Home > Press > A nanoscale window to the biological world: In situ molecular microscopy provides a gateway to imaging dynamic systems in structural biology
A novel microfluidics platform allowed viewing of structural details of rotavirus double-layered particles; the 3-D graphic of the virus, in purple, was reconstructed from data gathered by the new technique.
Credit: Virginia Tech |
Abstract:
If the key to winning battles is knowing both your enemy and yourself, then scientists are now well on their way toward becoming the Sun Tzus of medicine by taking a giant step toward a priceless advantage - the ability to see the soldiers in action on the battlefield.
Investigators at the Virginia Tech Carilion Research Institute have invented a way to directly image biological structures at their most fundamental level and in their natural habitats. The technique is a major advancement toward the ultimate goal of imaging biological processes in action at the atomic level.

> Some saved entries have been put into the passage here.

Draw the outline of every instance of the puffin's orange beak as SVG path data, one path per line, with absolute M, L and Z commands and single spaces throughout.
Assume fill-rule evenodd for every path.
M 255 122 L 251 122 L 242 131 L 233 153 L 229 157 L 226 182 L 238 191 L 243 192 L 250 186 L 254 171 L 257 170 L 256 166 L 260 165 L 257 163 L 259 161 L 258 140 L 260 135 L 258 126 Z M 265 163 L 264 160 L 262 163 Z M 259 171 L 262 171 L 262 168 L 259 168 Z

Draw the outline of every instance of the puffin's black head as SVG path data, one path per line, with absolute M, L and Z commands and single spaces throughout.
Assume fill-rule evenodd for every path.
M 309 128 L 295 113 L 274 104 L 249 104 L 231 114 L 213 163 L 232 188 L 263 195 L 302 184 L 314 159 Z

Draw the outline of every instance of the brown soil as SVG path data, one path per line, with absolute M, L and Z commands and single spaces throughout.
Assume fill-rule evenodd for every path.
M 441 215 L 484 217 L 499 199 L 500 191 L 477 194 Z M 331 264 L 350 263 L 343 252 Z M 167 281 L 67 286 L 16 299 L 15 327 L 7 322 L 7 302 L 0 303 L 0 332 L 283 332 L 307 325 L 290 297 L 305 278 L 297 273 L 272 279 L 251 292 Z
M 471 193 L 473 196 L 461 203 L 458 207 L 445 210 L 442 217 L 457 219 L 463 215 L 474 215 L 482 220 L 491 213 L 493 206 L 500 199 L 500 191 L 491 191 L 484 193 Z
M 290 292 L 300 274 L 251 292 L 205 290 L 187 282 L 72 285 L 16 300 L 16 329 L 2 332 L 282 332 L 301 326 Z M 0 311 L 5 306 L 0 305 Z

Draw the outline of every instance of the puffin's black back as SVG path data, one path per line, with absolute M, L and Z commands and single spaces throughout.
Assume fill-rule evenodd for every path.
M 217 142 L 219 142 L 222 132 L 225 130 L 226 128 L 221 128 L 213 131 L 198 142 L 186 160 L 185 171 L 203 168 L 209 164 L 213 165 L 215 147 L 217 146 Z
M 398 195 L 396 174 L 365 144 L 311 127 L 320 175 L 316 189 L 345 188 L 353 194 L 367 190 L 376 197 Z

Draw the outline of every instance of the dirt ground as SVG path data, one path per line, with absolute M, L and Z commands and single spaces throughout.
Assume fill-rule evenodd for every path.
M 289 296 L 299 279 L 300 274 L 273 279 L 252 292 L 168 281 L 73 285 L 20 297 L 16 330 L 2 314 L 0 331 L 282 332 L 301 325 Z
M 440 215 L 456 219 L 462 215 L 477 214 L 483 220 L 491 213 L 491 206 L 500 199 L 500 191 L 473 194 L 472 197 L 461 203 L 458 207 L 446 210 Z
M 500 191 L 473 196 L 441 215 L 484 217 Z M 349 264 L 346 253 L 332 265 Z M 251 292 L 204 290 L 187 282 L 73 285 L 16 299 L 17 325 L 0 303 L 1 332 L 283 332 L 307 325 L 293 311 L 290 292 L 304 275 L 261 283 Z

"It's sort of like the difference between seeing Han Solo frozen in carbonite and watching him walk around blasting stormtroopers," said Deborah Kelly, an assistant professor at the VTC Research Institute and a lead author on the paper describing the first successful test of the new technique. "Seeing viruses, for example, in action in their natural environment is invaluable."

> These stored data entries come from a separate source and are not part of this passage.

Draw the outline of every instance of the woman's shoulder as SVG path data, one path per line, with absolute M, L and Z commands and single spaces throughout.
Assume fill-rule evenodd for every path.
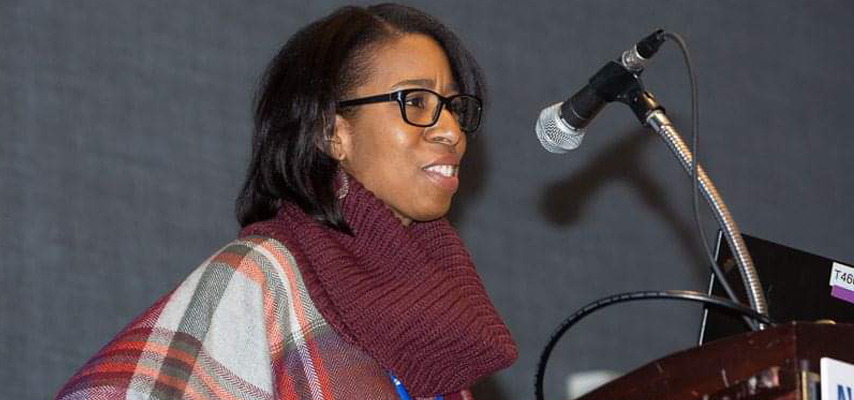
M 298 271 L 275 239 L 247 236 L 226 244 L 119 332 L 57 398 L 205 397 L 212 389 L 273 397 L 277 378 L 270 366 L 326 326 Z
M 244 236 L 223 246 L 175 289 L 168 303 L 174 308 L 169 314 L 185 322 L 188 316 L 197 318 L 190 325 L 207 325 L 224 337 L 230 337 L 228 332 L 235 325 L 243 325 L 237 329 L 246 331 L 257 324 L 255 329 L 264 331 L 274 346 L 294 340 L 283 334 L 295 331 L 294 323 L 300 331 L 326 325 L 308 295 L 293 253 L 279 240 L 262 235 Z M 172 325 L 181 329 L 178 321 Z M 205 334 L 211 333 L 195 336 Z
M 205 297 L 210 305 L 213 300 L 228 301 L 235 292 L 289 297 L 291 290 L 304 289 L 296 260 L 288 248 L 274 238 L 252 235 L 235 239 L 214 252 L 167 296 L 170 302 L 176 297 Z M 247 295 L 250 293 L 241 296 Z
M 194 299 L 197 304 L 192 304 Z M 219 310 L 233 308 L 234 317 L 255 308 L 265 314 L 266 322 L 279 326 L 288 325 L 282 316 L 290 313 L 307 313 L 313 317 L 312 324 L 323 322 L 314 321 L 322 318 L 308 296 L 293 253 L 281 241 L 263 235 L 244 236 L 220 248 L 175 289 L 169 302 L 216 309 L 204 313 L 210 318 L 232 314 Z
M 264 235 L 249 235 L 232 240 L 214 252 L 198 269 L 207 268 L 211 264 L 234 270 L 253 266 L 261 269 L 296 269 L 296 261 L 288 248 L 282 242 Z

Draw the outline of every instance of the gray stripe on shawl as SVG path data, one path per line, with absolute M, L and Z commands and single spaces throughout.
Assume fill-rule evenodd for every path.
M 234 253 L 245 257 L 249 251 L 251 251 L 251 247 L 247 246 L 246 242 L 236 242 L 234 245 L 223 249 L 219 254 Z M 176 365 L 176 363 L 170 362 L 168 353 L 172 351 L 172 348 L 175 348 L 190 355 L 194 362 L 198 358 L 199 350 L 202 346 L 201 339 L 207 335 L 214 312 L 235 272 L 234 268 L 227 263 L 213 261 L 215 259 L 216 256 L 205 268 L 199 279 L 196 290 L 193 292 L 193 297 L 190 299 L 190 303 L 187 305 L 184 316 L 178 325 L 177 332 L 169 345 L 170 350 L 167 352 L 166 359 L 160 367 L 160 376 L 167 375 L 189 384 L 188 381 L 193 371 L 193 365 L 187 365 L 183 362 L 178 362 L 178 365 Z M 174 388 L 162 384 L 160 376 L 158 376 L 157 383 L 152 390 L 151 394 L 153 396 L 182 397 L 183 389 L 178 392 Z
M 249 236 L 249 237 L 253 237 L 253 236 Z M 273 263 L 275 263 L 276 265 L 278 265 L 277 268 L 275 268 L 275 267 L 270 268 L 271 271 L 274 271 L 277 274 L 278 273 L 285 274 L 284 275 L 285 279 L 282 279 L 282 280 L 276 279 L 276 282 L 277 282 L 276 289 L 277 290 L 280 289 L 280 285 L 282 282 L 287 282 L 288 279 L 290 279 L 284 270 L 289 269 L 293 272 L 292 275 L 295 279 L 294 286 L 296 287 L 297 291 L 296 291 L 296 293 L 292 293 L 292 295 L 299 297 L 300 304 L 302 304 L 302 312 L 305 314 L 306 323 L 308 325 L 307 326 L 307 332 L 303 332 L 303 335 L 306 336 L 307 338 L 309 338 L 309 337 L 311 337 L 312 332 L 316 331 L 319 328 L 327 326 L 326 320 L 323 319 L 323 316 L 321 316 L 320 312 L 317 311 L 317 308 L 314 306 L 314 302 L 311 300 L 311 297 L 308 294 L 308 289 L 305 286 L 305 282 L 303 282 L 302 273 L 300 272 L 299 268 L 297 267 L 296 259 L 294 258 L 293 254 L 290 252 L 290 250 L 288 250 L 288 248 L 285 247 L 284 244 L 282 244 L 281 242 L 279 242 L 276 239 L 268 238 L 268 237 L 264 237 L 264 236 L 254 236 L 254 237 L 263 237 L 265 239 L 265 241 L 267 243 L 271 244 L 271 246 L 277 252 L 279 252 L 285 258 L 285 261 L 288 263 L 288 265 L 279 265 L 278 261 L 270 260 Z M 261 258 L 264 258 L 266 260 L 266 257 L 261 257 Z M 266 274 L 266 271 L 265 271 L 265 274 Z M 281 289 L 283 290 L 283 288 L 281 288 Z M 282 292 L 282 293 L 276 292 L 276 294 L 281 294 L 282 295 L 281 298 L 283 300 L 287 300 L 287 297 L 284 296 L 284 292 Z M 277 297 L 279 297 L 279 296 L 277 296 Z M 285 315 L 287 315 L 287 310 L 289 309 L 289 306 L 290 306 L 289 304 L 283 304 L 283 307 L 285 307 L 285 308 L 281 309 L 281 310 L 283 310 L 283 312 L 276 314 L 276 318 L 278 320 L 284 319 L 283 317 Z M 279 326 L 287 327 L 287 330 L 285 332 L 283 332 L 283 333 L 285 333 L 285 335 L 284 335 L 285 343 L 283 343 L 283 345 L 284 345 L 283 348 L 290 348 L 290 347 L 294 346 L 294 338 L 293 338 L 293 335 L 291 334 L 291 330 L 290 330 L 291 327 L 290 327 L 289 321 L 284 319 L 284 321 L 277 321 L 277 322 L 280 323 Z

The technique involves taking two silicon-nitride microchips with windows etched in their centers and pressing them together until only a 150-nanometer space between them remains. The researchers then fill this pocket with a liquid resembling the natural environment of the biological structure to be imaged, creating a microfluidic chamber.
Then, because free-floating structures yield images with poor resolution, the researchers coat the microchip's interior surface with a layer of natural biological tethers, such as antibodies, which naturally grab onto a virus and hold it in place.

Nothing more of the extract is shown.